I think if you're keeping yourself in the mindset that only another game that's just like your favorite "but better" would be the only thing that would dethrone it, you're definitely making it impossible to happen. Nothing's gonna replicate that one specific feeling you had as a kid or a teenager with a game that was doing one very specific thing that you experienced under very specific circumstances in your life.
I've changed my favorite from Final Fantasy Tactics to Metal Gear Solid 2 to Resident Evil 4 to The Last of Us. Only the last two have similarities to how they play, and the things I love about RE4 are way different from the things I love about TLOU.

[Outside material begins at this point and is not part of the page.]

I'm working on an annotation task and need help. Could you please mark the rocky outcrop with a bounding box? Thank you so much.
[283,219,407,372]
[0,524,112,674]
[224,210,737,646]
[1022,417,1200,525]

I also think it's such a cynical view on the art form that is very much at its infancy relative to every other major medium. When I read people posting about how this one game from the 90's/early 00's that they played as a kid is the pinnacle of its genre and never going to be topped, it sounds to me like a person in the 1920's who just saw their first "talkie" say "nothing's gonna be better than this".

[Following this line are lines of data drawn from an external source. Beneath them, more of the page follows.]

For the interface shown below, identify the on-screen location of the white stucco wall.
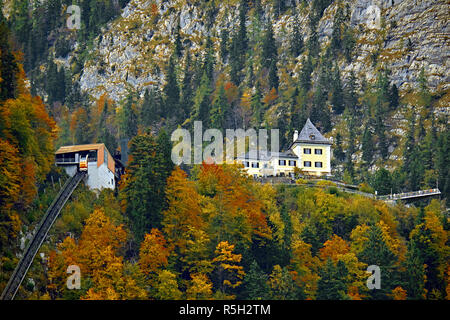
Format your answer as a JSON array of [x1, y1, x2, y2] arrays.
[[58, 162, 115, 190]]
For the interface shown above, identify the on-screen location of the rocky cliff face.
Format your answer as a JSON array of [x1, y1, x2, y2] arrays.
[[80, 0, 450, 100]]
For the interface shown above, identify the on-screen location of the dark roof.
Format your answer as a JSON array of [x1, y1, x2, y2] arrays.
[[294, 118, 331, 144], [237, 150, 298, 161]]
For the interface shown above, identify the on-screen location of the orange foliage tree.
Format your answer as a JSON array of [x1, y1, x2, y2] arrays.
[[48, 209, 147, 300]]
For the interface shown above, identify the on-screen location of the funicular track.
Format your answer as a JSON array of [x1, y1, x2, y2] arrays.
[[0, 172, 87, 300]]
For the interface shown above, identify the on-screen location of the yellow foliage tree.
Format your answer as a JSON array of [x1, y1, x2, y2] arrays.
[[213, 241, 245, 293], [186, 273, 212, 300]]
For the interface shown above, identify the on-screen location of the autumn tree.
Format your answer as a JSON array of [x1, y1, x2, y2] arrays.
[[213, 241, 245, 294], [120, 131, 173, 241]]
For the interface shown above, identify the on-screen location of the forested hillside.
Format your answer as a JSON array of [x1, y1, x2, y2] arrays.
[[0, 0, 450, 299]]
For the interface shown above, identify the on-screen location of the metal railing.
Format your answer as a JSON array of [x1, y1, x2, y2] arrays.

I understand that what someone's "favorite" is is purely subjective, and personal feelings are deeply tied into how that opinion is formed, and no manner of filtering it through a grander perspective should be the determining factor into changing one's mind about what they love the most.

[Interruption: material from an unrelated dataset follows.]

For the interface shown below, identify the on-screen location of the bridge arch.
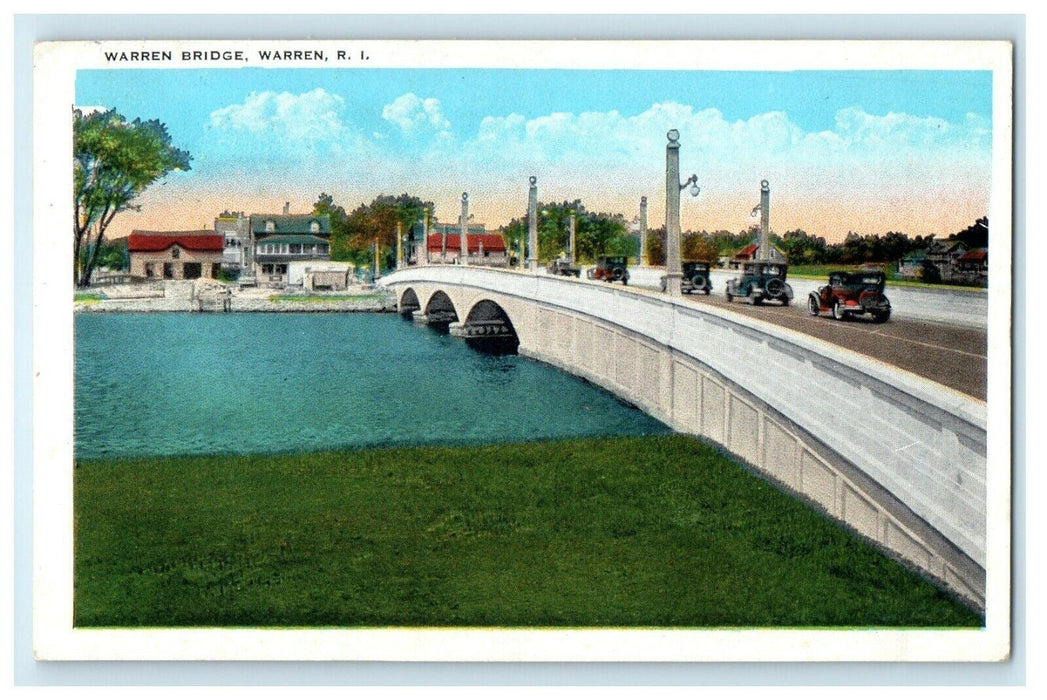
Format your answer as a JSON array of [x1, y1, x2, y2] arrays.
[[383, 266, 989, 607], [452, 298, 520, 355], [424, 290, 459, 330], [397, 287, 422, 316]]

Still though, that second question makes me put everything else regarding video games and their growth as a medium into consideration. I'm just 28 years old, and even though I've been playing games since I was 8, I'd like to think we haven't seen nothing yet with what games can truly do. I see myself still playing games when I'm 58, and I can't even imagine what they'll look like then.
It would be fucking tragic if The Last of Us would still be my favorite game then.
But hey maybe some people here don't see themselves playing games past 40!